Background: Identifying preterm infants at risk for mortality or major morbidity traditionally relies on gestational age, birth weight, and other clinical characteristics that offer underwhelming utility. We sought to determine whether a newborn metabolic vulnerability profile at birth can be used to evaluate risk for neonatal mortality and major morbidity in preterm infants.
Methods: This was a population-based retrospective cohort study of preterm infants born between 2005 and 2011 in California. We created a newborn metabolic vulnerability profile wherein maternal/infant characteristics along with routine newborn screening metabolites were evaluated for their association with neonatal mortality or major morbidity.
Results: Nine thousand six hundred and thirty-nine (9.2%) preterm infants experienced mortality or at least one complication. Six characteristics and 19 metabolites were included in the final metabolic vulnerability model. The model demonstrated exceptional performance for the composite outcome of mortality or any major morbidity (AUC 0.923 (95% CI: 0.917-0.929). Performance was maintained across mortality and morbidity subgroups (AUCs 0.893-0.979).
Conclusions: Metabolites measured as part of routine newborn screening can be used to create a metabolic vulnerability profile. These findings lay the foundation for targeted clinical monitoring and further investigation of biological pathways that may increase the risk of neonatal death or major complications in infants born preterm.

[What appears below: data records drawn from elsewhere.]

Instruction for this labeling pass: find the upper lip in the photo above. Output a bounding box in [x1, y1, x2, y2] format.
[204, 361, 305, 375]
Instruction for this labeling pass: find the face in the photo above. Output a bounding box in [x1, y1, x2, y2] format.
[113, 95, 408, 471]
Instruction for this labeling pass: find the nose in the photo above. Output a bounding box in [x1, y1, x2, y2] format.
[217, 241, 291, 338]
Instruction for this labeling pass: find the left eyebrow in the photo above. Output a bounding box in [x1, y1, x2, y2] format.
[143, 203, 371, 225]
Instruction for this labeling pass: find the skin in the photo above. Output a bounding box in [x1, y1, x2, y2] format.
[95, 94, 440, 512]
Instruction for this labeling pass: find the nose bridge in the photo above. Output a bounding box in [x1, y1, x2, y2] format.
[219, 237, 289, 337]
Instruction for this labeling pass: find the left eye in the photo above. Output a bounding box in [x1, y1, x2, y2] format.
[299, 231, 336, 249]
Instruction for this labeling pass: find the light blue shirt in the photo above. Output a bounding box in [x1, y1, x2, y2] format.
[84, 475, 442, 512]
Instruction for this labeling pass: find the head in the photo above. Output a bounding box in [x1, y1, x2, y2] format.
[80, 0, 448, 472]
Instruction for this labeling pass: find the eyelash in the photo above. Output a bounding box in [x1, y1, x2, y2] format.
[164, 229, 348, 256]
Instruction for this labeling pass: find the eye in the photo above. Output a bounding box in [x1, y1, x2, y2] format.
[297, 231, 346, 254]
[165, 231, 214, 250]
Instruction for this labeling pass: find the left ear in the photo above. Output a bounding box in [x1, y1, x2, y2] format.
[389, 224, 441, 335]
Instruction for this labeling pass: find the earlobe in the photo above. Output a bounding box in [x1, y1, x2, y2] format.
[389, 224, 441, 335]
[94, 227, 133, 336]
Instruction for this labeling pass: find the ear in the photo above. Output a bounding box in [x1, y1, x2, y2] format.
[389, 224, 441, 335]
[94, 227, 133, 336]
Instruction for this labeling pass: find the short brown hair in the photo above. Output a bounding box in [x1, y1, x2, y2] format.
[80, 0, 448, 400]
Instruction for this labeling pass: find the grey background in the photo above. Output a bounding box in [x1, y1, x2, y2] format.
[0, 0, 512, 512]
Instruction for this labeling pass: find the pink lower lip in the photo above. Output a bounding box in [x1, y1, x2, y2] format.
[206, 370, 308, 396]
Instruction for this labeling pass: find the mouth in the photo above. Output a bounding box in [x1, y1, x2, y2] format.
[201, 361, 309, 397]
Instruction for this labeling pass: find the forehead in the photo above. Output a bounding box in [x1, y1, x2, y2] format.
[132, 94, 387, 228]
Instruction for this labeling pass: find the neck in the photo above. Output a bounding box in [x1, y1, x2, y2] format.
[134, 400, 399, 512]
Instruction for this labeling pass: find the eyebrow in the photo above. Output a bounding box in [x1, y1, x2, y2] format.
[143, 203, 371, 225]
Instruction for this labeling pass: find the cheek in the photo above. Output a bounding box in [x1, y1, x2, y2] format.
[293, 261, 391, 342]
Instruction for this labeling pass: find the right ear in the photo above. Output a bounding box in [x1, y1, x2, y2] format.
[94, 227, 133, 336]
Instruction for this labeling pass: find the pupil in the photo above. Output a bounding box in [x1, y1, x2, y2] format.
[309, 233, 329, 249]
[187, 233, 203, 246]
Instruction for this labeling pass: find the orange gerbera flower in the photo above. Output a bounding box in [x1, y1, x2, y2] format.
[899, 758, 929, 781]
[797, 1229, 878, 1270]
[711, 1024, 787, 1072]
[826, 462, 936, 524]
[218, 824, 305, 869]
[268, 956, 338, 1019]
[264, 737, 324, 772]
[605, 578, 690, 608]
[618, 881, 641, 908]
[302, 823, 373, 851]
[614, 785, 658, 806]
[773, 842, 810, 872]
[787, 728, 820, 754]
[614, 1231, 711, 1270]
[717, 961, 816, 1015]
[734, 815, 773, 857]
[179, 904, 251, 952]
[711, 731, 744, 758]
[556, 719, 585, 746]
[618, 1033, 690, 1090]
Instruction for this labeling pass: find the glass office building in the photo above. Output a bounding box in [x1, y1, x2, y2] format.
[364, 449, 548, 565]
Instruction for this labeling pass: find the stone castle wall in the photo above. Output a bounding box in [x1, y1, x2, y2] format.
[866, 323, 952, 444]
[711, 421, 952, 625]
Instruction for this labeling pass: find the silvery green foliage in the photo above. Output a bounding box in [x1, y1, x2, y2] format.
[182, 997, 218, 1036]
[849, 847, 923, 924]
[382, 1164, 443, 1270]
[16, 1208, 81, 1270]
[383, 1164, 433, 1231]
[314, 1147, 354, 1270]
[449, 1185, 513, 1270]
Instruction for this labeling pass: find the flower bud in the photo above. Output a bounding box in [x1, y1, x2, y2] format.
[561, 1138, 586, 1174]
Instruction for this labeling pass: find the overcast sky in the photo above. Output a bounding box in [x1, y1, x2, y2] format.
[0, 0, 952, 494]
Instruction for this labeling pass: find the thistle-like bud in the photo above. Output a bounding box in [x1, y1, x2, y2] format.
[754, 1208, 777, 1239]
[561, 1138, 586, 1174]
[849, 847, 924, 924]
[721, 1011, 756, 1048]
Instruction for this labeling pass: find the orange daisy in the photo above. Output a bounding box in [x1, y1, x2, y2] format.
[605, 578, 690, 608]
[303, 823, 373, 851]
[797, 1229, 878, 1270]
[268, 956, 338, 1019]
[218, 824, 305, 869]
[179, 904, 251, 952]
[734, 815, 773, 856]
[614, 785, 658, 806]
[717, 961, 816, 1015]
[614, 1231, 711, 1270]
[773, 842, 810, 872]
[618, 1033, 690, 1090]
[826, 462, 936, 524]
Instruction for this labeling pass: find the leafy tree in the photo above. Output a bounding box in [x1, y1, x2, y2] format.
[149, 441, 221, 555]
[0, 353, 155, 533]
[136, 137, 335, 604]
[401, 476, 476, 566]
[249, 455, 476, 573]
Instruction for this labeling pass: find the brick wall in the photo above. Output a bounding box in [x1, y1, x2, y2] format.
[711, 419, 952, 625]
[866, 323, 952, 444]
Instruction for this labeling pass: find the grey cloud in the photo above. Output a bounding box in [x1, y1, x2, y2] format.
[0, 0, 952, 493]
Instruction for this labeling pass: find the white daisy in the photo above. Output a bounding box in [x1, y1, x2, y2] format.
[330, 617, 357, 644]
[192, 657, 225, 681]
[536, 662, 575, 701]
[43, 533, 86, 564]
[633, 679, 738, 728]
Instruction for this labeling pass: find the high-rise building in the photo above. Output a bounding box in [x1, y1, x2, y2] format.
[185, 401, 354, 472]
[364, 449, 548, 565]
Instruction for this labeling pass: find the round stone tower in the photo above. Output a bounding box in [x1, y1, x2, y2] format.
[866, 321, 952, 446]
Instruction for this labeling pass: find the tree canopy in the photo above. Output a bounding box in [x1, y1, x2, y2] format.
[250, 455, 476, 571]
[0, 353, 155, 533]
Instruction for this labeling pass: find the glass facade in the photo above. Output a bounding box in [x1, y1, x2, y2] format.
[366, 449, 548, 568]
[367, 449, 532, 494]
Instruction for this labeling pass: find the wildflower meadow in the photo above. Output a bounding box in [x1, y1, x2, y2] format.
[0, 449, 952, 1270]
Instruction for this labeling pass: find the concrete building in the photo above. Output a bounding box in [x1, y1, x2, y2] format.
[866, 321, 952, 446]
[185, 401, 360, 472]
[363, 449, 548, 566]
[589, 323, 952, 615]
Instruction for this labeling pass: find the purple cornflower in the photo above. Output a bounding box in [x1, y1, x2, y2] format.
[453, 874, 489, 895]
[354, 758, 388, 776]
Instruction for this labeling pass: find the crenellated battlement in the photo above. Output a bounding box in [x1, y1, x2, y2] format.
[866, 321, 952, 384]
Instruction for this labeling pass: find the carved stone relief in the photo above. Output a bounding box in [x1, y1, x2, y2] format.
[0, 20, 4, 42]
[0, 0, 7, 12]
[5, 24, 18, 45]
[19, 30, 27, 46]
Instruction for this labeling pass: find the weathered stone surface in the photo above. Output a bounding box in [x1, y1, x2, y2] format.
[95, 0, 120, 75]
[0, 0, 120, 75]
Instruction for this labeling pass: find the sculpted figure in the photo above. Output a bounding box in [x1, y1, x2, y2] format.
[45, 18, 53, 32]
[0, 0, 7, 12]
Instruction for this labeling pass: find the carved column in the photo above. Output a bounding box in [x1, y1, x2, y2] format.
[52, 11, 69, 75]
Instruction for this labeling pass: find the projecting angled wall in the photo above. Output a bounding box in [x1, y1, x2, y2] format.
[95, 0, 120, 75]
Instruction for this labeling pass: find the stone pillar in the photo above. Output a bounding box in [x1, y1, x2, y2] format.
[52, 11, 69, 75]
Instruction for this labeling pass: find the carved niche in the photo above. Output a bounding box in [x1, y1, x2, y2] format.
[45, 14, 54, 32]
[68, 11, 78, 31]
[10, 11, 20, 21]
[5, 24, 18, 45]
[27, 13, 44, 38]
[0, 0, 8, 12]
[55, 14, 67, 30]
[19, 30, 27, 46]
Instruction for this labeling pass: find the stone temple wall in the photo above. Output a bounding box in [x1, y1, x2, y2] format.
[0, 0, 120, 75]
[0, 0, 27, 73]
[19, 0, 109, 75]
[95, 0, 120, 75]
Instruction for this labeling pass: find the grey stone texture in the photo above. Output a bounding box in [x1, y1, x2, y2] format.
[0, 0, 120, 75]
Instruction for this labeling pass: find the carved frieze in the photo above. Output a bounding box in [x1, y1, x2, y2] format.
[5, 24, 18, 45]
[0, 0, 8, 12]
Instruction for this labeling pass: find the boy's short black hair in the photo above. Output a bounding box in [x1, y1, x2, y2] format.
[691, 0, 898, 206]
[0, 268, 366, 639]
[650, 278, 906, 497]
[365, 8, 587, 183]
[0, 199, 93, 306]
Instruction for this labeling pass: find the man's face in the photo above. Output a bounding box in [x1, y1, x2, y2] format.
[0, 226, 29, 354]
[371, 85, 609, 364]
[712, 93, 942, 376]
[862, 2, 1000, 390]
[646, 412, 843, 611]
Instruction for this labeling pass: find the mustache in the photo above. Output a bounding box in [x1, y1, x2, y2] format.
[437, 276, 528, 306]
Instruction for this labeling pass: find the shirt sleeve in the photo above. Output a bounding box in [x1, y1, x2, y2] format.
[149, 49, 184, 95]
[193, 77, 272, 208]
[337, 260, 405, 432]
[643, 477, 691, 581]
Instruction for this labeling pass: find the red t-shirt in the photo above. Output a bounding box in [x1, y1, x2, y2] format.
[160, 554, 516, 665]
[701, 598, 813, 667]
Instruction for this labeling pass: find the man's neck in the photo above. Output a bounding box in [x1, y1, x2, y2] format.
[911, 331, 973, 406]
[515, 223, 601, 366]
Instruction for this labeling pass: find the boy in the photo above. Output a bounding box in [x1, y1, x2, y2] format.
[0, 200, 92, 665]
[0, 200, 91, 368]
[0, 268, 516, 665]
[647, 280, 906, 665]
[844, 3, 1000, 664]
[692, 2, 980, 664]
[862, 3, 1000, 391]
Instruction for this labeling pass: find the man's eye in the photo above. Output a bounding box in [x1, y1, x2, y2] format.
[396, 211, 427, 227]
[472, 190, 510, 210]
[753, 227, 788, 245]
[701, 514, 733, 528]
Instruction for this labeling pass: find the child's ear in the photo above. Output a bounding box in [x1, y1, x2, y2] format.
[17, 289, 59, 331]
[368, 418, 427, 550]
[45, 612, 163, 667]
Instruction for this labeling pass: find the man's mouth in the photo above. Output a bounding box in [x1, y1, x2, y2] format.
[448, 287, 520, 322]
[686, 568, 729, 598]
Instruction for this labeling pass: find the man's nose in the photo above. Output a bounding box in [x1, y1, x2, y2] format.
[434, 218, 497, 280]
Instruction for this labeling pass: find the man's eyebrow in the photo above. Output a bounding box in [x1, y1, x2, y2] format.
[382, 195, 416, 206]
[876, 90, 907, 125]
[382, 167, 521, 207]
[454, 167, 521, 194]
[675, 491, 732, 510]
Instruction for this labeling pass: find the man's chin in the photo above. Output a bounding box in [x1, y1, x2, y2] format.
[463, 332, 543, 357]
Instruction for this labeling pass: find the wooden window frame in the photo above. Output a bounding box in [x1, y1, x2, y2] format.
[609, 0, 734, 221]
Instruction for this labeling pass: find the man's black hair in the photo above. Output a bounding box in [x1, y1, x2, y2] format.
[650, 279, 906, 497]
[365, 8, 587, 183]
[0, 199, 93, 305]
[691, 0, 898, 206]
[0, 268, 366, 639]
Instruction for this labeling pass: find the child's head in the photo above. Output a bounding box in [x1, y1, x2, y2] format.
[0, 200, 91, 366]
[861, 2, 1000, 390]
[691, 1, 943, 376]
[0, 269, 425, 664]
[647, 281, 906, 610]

Impact: We built a newborn metabolic vulnerability profile that could identify preterm infants at risk for major morbidity and mortality. Identifying high-risk infants by this method is novel to the field and outperforms models currently in use that rely primarily on infant characteristics. Utilizing the newborn metabolic vulnerability profile for precision clinical monitoring and targeted investigation of etiologic pathways could lead to reductions in the incidence and severity of major morbidities associated with preterm birth.